Audrey, biking like the devil was at her heels to our house the time I'd been interviewed on the radio...and Audrey was well over seventy years.
The carol service we had one Christmas...Carols by Candlelight...the church choir turned up and the organist and the house was stuffed to the very rafters and we ran out of punch within the first ten minutes and I was tipping whatever appeared to be vaguely alcoholic into a huge saucepan...there were crowds of people sitting three abreast on the stairs and everyone sang their hearts out.
There was the day we took everyone to Southwold and Jo-Jo leapt over the seawall and came to no harm and we stopped at a bakers shop and the lady serving gave me a huge box of assorted cream cakes and said there was no charge...
Jo-Jo once ate all the oranges in the fruit bowl before she was taken out somewhere or other by a po-faced S.W. she had violent diarrhoea and was sick into the bargain...all over his back seat.

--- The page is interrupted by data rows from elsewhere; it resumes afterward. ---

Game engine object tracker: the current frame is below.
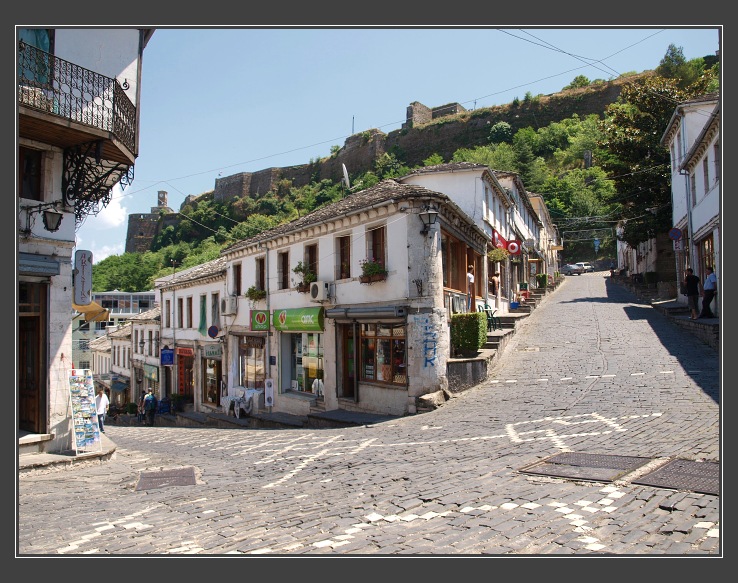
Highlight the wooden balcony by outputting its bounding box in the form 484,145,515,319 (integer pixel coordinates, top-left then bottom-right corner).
17,42,138,165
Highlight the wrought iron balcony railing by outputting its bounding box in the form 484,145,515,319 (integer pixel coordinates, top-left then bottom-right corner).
18,41,136,155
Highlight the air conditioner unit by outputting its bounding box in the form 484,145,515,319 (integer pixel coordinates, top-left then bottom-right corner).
310,281,330,302
220,296,238,316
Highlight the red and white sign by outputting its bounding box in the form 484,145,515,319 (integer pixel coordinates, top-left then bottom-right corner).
494,231,507,249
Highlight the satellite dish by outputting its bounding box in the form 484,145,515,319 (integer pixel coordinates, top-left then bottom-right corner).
341,164,351,190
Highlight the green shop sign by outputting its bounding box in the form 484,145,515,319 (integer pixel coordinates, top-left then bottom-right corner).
272,308,324,332
251,310,269,331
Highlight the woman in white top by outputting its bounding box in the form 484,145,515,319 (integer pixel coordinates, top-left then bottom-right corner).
95,389,110,433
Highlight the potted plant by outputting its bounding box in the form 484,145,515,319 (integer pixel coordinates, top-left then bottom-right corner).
487,247,510,263
359,259,389,283
292,261,318,293
244,285,266,302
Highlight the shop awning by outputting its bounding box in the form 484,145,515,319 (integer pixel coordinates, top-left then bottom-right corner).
72,302,110,322
110,381,128,393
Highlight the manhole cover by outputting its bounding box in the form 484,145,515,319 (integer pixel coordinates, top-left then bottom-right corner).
632,460,720,496
519,453,651,482
136,467,197,491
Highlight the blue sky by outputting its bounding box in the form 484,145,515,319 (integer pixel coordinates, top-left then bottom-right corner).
76,26,720,262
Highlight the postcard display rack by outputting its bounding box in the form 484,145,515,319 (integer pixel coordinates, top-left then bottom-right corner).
69,368,102,455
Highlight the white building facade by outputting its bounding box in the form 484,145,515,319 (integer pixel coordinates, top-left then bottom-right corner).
661,94,722,310
16,28,153,451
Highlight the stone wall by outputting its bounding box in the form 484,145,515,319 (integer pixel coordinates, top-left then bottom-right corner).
126,77,640,251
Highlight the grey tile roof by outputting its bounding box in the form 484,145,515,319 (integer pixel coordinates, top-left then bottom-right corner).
396,162,489,178
221,179,451,254
128,306,161,322
107,322,131,338
154,255,226,289
88,334,111,350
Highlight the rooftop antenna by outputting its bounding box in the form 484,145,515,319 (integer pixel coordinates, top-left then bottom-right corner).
341,164,351,196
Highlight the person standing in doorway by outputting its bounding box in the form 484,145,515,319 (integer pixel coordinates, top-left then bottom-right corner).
684,267,702,320
144,389,158,427
95,388,110,433
489,271,500,307
466,265,475,312
697,267,717,318
138,391,146,423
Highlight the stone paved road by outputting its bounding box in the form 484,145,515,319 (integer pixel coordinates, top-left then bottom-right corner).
17,272,721,556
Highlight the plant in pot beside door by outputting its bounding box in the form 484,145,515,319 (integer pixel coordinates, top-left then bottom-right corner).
359,259,389,283
244,285,266,303
292,261,318,294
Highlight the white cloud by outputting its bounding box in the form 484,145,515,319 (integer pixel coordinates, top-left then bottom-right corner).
75,186,128,263
88,186,128,229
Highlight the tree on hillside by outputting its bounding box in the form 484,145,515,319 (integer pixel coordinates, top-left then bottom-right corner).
561,75,590,91
598,76,687,248
489,121,514,144
656,44,704,89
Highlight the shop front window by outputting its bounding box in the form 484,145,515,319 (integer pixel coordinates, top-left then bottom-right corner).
290,332,323,393
202,358,220,406
238,336,266,389
361,324,407,385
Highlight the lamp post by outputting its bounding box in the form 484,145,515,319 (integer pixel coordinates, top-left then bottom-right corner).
170,258,177,396
418,204,438,235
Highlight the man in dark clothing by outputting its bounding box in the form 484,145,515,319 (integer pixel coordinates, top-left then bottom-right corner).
684,267,702,320
697,267,717,318
144,389,157,426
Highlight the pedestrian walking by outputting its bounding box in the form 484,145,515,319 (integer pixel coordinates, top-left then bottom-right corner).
144,389,158,427
466,265,475,312
682,267,702,320
697,267,717,318
138,391,146,423
95,388,110,433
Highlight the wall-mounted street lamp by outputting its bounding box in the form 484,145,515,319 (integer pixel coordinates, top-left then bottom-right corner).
25,201,64,234
418,204,438,235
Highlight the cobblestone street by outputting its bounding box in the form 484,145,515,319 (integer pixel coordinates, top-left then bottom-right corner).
17,272,721,556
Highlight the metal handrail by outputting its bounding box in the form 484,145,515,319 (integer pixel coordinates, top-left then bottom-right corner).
18,41,136,154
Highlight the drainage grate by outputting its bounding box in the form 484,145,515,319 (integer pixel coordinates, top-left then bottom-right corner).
518,453,651,482
632,460,720,496
136,467,197,491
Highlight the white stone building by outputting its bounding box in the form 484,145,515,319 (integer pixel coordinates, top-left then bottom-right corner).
661,94,722,313
16,27,153,452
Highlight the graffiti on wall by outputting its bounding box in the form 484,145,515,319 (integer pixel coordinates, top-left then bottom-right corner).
423,318,438,367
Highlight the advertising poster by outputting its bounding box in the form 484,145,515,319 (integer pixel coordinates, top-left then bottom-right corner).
69,368,102,455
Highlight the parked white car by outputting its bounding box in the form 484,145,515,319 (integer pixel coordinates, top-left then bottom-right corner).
576,261,594,273
561,263,584,275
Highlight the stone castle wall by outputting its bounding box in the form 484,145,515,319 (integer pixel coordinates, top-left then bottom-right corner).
126,73,636,253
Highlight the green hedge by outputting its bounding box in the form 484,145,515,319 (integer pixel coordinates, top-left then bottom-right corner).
451,312,487,356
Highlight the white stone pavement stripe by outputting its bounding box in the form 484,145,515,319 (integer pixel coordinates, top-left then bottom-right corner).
487,370,672,385
227,485,720,554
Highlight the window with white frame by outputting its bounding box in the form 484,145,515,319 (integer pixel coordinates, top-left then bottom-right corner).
210,293,220,326
233,263,241,296
702,156,710,194
254,257,266,291
277,251,290,289
336,235,351,279
366,225,387,268
304,243,318,277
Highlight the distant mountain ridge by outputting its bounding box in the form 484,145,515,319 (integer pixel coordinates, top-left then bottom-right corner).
125,71,653,253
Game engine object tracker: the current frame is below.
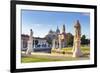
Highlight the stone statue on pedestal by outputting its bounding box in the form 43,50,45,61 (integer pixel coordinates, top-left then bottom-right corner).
73,20,83,57
26,29,33,54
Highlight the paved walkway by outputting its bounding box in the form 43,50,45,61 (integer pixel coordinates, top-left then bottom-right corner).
22,52,71,60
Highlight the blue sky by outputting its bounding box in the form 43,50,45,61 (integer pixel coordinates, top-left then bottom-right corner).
21,10,90,38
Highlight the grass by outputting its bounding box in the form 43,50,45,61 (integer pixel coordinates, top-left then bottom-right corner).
21,54,89,63
21,46,90,63
21,57,61,63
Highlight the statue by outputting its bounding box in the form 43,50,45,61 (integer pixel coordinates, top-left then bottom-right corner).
73,20,83,57
26,29,33,54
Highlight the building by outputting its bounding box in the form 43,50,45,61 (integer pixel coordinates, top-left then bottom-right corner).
21,34,50,50
52,25,67,49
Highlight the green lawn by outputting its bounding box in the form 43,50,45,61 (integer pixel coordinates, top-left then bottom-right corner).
21,46,90,63
21,57,89,63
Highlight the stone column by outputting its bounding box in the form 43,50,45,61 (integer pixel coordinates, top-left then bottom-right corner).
73,21,83,57
26,29,33,54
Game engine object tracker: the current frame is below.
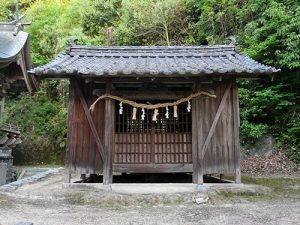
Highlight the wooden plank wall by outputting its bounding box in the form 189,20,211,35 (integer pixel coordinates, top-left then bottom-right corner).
193,82,239,174
66,81,105,174
66,78,239,174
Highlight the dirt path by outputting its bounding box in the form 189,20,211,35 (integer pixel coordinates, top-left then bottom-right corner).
0,171,300,225
0,195,300,225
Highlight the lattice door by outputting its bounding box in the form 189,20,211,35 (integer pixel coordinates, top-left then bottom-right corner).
114,100,192,164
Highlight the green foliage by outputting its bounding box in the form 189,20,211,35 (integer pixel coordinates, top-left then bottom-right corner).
240,0,300,69
5,83,67,164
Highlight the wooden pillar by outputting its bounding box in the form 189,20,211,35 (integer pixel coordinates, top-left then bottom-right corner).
65,79,75,183
232,81,241,184
220,173,225,180
103,83,114,185
192,84,203,184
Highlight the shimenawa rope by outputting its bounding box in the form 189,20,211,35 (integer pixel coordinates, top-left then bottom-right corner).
90,91,217,112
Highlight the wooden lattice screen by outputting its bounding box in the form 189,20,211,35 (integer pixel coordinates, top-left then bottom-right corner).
114,100,192,164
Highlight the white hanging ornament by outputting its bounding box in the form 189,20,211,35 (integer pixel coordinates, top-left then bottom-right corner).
174,105,178,118
132,108,137,120
119,102,123,115
186,101,192,112
141,108,145,120
165,106,169,119
152,109,158,122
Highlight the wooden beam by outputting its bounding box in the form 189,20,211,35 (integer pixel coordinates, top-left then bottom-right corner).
113,163,193,173
103,82,114,185
232,82,241,183
199,82,231,161
65,80,75,183
74,81,104,161
192,81,203,184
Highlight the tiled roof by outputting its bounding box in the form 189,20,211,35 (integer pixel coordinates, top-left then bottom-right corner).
30,44,280,78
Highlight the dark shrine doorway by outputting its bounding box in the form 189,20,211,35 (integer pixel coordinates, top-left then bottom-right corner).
113,100,192,164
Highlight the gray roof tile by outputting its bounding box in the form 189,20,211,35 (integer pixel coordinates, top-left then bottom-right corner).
30,45,280,77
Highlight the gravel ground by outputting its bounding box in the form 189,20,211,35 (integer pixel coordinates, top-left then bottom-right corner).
0,170,300,225
0,195,300,225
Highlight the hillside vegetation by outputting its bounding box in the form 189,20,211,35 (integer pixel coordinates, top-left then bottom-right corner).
0,0,300,164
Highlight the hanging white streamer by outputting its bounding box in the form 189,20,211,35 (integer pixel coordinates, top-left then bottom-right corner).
165,106,169,119
152,109,158,122
132,108,137,120
186,101,192,112
141,108,145,120
119,102,123,115
174,105,178,118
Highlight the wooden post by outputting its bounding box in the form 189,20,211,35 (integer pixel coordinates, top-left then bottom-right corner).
103,83,114,185
220,173,225,180
192,81,203,184
232,81,241,184
65,79,75,183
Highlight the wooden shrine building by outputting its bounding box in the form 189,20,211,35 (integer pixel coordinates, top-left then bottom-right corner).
31,44,278,184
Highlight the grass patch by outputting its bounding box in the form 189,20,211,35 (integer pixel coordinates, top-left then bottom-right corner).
211,176,300,202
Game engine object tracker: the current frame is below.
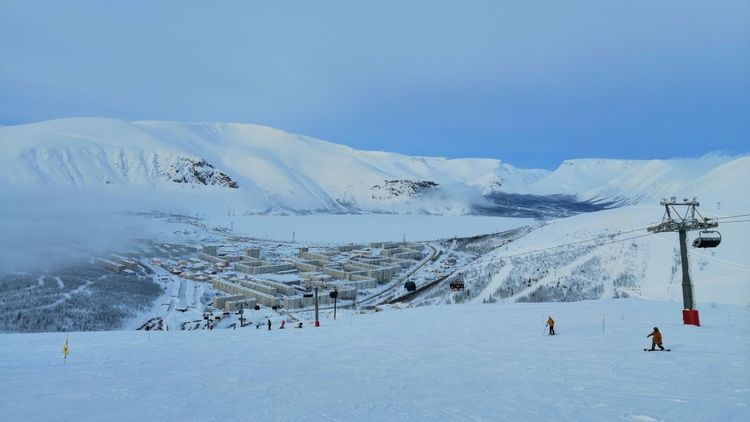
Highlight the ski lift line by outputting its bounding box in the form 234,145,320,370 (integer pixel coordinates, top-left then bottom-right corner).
657,232,750,270
719,214,750,220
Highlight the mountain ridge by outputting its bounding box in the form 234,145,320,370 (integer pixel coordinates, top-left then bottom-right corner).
0,118,750,214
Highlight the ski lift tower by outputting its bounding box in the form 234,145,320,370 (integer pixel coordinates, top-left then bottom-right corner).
647,196,719,326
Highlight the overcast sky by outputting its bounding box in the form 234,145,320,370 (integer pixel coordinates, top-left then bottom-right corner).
0,0,750,168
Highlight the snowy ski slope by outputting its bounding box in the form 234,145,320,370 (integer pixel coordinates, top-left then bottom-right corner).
0,299,750,422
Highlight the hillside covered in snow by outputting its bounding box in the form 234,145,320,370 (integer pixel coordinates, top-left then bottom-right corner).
0,118,750,218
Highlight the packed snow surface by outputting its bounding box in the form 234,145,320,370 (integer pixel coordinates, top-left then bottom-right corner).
0,299,750,421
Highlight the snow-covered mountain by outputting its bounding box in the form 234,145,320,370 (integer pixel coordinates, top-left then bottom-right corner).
0,118,750,214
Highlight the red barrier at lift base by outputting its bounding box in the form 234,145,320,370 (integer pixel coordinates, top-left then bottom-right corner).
682,309,701,327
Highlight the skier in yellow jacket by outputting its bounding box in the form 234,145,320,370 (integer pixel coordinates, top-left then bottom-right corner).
545,317,555,336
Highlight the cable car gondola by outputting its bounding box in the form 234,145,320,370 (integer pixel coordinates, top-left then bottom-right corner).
693,230,721,248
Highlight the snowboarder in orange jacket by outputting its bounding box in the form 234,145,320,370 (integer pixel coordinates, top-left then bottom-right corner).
646,327,664,351
545,317,555,336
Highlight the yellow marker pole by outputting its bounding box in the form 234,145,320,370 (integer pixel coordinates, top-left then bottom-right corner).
63,335,70,363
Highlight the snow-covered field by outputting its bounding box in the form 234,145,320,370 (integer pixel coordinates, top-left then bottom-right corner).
0,299,750,421
206,214,535,244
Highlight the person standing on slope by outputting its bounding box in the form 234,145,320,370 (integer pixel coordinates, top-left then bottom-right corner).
646,327,664,351
545,317,555,336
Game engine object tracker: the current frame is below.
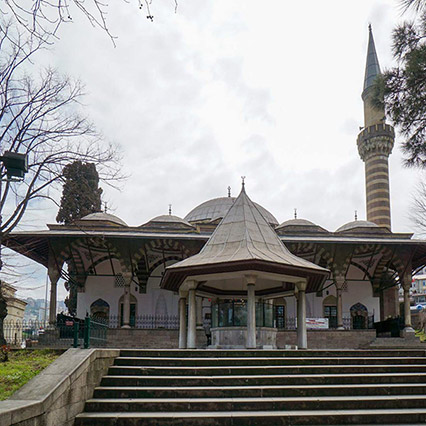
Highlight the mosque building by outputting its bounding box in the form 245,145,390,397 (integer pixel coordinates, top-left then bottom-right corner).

I'd told him she'd found the oranges and had eaten them, peel and all...
The endless meetings with sober suited SW's and people from the Courts and introducing one to the other and getting the names totally wrong, while the parrot shrieked and I made coffee and tried hard to show an interest while they spoke about sharing their diaries and having a free window...and the resident baby grizzled and I was worrying about a pie I'd put in the oven.
I found I could get rid of them quickly when the girls school bus arrived outside the door...I'd let dear little M. into the dining room and she'd home in on the person the least likely to be nice to her...twisting her fingers round and dribbling copiously, she'd lean heavily on a trousered leg...leaving snail trails on a sharp crease. I'd pretend to have not noticed.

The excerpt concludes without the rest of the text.